Sol didn’t reply; she only smiled and ran a finger around the lip of her empty cup.
“My mother believed that heaven wasn’t really a place. It was merely the act of being one with God, and if you were, then you would know everything and never be frightened or angry or frustrated. You would experience eternal love. Everyone has an innate desire to be part of something greater than themselves, Mr. Rogers, and that’s what I think God is.”

“Good news,” Pol said after stealing him from Sol’s home.
Pol had popped into the middle of Sol’s living room. From the way Sol nearly dropped her cup, and the vicious look on her face, Ellis guessed forming unannounced portals in other people’s homes was considered impolite at best. Without so much as a hello to either of them, Pol waved him over, saying it was time to go.

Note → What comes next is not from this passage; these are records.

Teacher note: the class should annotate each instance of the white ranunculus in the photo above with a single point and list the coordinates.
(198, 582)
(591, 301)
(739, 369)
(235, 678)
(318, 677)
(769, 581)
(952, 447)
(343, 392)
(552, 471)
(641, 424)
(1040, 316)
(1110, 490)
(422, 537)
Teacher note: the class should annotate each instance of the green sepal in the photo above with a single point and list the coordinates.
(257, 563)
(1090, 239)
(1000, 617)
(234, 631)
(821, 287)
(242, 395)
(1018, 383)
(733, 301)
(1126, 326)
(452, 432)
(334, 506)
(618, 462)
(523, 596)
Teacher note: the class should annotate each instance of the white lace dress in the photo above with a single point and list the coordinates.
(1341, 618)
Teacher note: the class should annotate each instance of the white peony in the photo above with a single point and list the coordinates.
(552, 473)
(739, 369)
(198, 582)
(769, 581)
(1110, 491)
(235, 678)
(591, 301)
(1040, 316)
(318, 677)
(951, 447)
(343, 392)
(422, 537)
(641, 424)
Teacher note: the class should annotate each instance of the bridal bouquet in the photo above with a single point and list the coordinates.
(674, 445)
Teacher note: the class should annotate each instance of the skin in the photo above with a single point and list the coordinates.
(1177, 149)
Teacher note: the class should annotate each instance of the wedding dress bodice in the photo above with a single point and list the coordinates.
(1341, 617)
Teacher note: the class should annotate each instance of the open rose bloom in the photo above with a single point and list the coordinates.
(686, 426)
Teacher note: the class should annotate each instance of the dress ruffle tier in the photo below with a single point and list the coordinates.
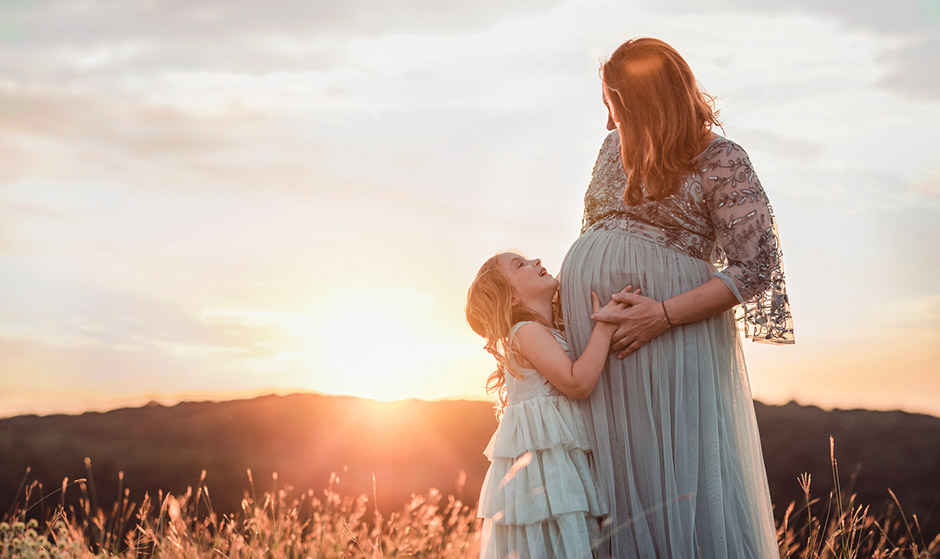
(539, 498)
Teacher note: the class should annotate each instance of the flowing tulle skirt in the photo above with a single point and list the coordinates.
(673, 424)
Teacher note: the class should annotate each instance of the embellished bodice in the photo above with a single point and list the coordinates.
(719, 214)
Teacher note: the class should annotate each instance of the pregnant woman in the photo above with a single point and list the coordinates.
(677, 211)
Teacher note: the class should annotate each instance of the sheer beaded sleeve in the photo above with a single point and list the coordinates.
(747, 244)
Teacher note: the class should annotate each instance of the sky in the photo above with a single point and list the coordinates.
(229, 198)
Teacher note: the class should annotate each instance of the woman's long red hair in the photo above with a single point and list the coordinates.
(663, 118)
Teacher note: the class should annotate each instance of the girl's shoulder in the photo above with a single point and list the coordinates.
(556, 333)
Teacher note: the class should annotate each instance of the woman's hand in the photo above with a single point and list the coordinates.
(640, 319)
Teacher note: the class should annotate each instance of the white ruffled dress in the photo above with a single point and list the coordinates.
(539, 499)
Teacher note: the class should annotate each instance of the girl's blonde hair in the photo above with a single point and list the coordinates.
(666, 118)
(491, 314)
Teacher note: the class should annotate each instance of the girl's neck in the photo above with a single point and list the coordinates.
(545, 310)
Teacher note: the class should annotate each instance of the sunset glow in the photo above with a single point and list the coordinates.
(195, 208)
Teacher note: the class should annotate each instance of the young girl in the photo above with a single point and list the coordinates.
(538, 499)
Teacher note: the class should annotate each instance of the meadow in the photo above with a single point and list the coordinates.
(252, 479)
(283, 522)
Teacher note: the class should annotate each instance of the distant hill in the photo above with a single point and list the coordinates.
(413, 445)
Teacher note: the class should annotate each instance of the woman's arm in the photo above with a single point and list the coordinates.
(575, 379)
(746, 235)
(646, 318)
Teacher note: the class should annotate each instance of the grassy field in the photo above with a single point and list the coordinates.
(283, 522)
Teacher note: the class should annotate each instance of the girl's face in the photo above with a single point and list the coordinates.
(530, 282)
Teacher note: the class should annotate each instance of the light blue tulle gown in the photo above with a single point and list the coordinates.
(673, 427)
(539, 499)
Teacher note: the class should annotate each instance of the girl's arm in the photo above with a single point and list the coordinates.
(540, 348)
(644, 318)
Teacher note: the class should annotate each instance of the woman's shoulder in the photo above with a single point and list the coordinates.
(721, 149)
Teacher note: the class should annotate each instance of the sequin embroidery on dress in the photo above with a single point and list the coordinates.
(715, 216)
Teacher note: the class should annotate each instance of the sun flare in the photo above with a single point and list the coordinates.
(384, 346)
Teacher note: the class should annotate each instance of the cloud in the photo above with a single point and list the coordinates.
(907, 33)
(73, 37)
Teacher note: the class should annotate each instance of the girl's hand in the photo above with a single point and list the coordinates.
(639, 320)
(611, 306)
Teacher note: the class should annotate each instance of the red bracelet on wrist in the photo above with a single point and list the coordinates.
(669, 322)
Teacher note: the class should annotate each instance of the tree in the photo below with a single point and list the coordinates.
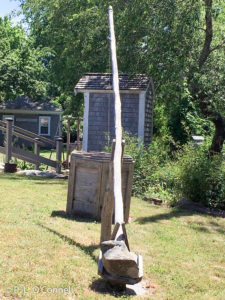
(206, 77)
(164, 39)
(21, 65)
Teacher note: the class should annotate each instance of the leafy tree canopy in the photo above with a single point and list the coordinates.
(179, 43)
(22, 70)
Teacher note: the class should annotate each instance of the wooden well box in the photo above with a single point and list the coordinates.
(88, 179)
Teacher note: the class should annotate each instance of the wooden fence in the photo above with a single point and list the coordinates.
(11, 151)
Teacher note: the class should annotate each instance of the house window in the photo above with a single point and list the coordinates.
(44, 125)
(8, 116)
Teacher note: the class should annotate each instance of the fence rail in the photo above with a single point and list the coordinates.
(10, 151)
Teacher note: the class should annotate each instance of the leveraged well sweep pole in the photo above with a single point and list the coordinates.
(117, 264)
(117, 178)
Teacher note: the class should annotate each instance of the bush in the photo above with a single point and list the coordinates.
(146, 160)
(193, 176)
(190, 174)
(201, 178)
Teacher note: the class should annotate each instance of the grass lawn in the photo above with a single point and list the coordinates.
(183, 252)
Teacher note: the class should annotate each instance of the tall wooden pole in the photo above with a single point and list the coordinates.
(117, 178)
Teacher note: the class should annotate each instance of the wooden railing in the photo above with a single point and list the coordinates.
(10, 151)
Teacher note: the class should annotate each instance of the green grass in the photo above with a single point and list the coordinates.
(183, 252)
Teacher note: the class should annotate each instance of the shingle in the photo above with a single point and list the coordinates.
(103, 81)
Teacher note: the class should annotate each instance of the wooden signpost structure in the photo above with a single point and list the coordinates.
(116, 263)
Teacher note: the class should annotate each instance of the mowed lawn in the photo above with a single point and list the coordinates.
(41, 250)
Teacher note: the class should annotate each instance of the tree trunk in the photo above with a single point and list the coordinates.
(219, 135)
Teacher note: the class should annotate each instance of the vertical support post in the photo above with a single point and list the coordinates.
(78, 130)
(68, 142)
(8, 139)
(117, 177)
(37, 152)
(58, 154)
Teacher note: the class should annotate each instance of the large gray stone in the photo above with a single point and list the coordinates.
(118, 261)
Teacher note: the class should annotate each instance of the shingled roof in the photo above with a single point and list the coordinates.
(103, 81)
(25, 103)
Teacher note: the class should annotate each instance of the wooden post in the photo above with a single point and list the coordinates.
(8, 145)
(58, 154)
(117, 180)
(37, 152)
(78, 130)
(108, 205)
(68, 142)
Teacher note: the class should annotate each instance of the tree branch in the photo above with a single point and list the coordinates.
(218, 46)
(208, 33)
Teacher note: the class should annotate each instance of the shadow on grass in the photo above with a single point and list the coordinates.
(103, 287)
(212, 227)
(62, 214)
(37, 179)
(88, 250)
(174, 213)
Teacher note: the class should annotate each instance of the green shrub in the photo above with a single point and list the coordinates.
(201, 178)
(146, 160)
(193, 175)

Normally Ellis was happy for the go sign from Pol. Despite the low-gravity floors in the art shows and museums, he was always exhausted by the end of a visit. Part of it was physical—the standing for hours felt more taxing than swinging a pickax—but what really took a toll was the need to be “up.” The feeling that he had to entertain the mobs that followed him was grueling. When Pol entered this time, though, it was different. Ellis was genuinely enjoying his visit with Sol. The tea was good, he liked the homeyness of the room, and he liked Sol. Each time she answered a question, five flooded in to replace it. More than that, she was comfortable—like Pax.